“I’m bored”… Have you been hit with this little gem yet?
How many days into the school holidays were you?
It’s the phrase that every parent dreads.
What our children are actually saying is ‘the fabulous toys and games we have are no longer keeping us entertained or I want your attention’, but how do we respond?
Child development specialist refer to “boredom” as unstructured time and it is actually very important in your child’s development. Time management is a lifelong skill and like most skills our ability to learn how to master it starts in childhood.
Studies show that boredom is simply your child saying I can’t find something to do, and it is our job as adults to guide them to resolve a solution for themselves.
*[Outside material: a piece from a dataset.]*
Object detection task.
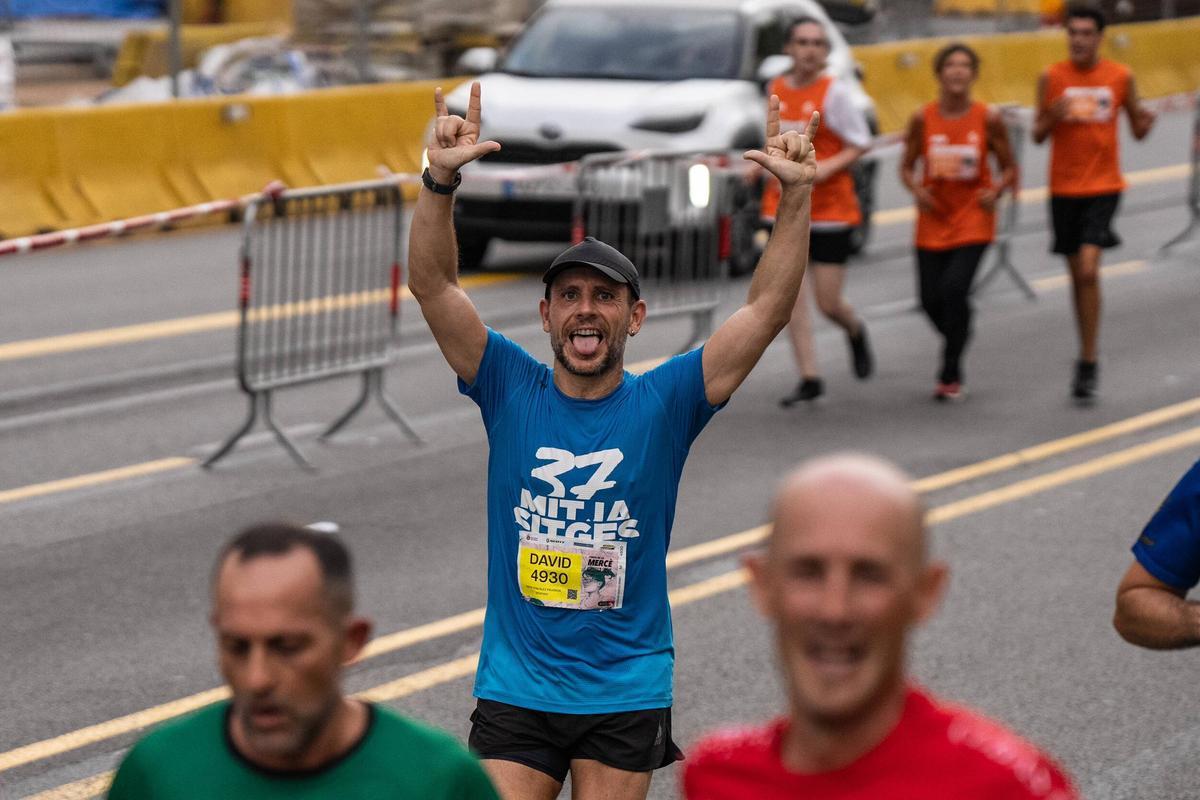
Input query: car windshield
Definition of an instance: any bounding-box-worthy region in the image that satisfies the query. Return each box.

Our children today are so used to screen entertainment that they aren’t practiced at looking inside themselves for direction.
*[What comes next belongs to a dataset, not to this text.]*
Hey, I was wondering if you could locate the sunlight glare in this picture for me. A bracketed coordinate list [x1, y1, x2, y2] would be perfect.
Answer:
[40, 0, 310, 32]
Another issue facing our children today is that their time is often so structured that they aren’t used to finding fun things to do with their “free time.” They need to discover things they like to do by themselves and that’s where you can help guide them.
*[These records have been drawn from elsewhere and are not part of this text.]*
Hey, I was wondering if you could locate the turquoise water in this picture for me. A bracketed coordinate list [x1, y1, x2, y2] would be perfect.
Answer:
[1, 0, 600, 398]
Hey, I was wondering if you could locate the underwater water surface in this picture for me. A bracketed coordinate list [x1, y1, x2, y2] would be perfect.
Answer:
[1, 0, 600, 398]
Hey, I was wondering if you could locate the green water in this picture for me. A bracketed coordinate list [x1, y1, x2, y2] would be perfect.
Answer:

Unstructured time allows our children the opportunity to explore their worlds. Make sure you respond in a positive way is and avoid the temptation to solve the problem for them in an attempt to stop the nagging at all costs. Start with “That’s okay I’m sure you’ll think of something. Or it’s hard when you don’t know what to do”
I’m Bored or Ideas jars are good to have on hand. Taking some time with your children before the holidays to come up with some ideas together so they can resolve their boredom independently when they find themselves lost for something to do is a good starting point. Giving younger children a time frame for their unstructured time may also be helpful. “You think of something to do now and when I have finished this job, we can play a game together.”
Children learn from the adults in their lives. So giving them the opportunity to witness problem solving behaviours helps to teach them how to move from boredom to activity building resilience. “I’m a little bored today, I might read a book.”
Our special little ones are no different, only for them we may need to give a little more assistance or be more creative in helping them resolve their boredom. Creating a visual board with activities on it that you know they enjoy maybe more helpful than a jar, but remember it is ok for them to wait too, they are a part of the family like everyone else.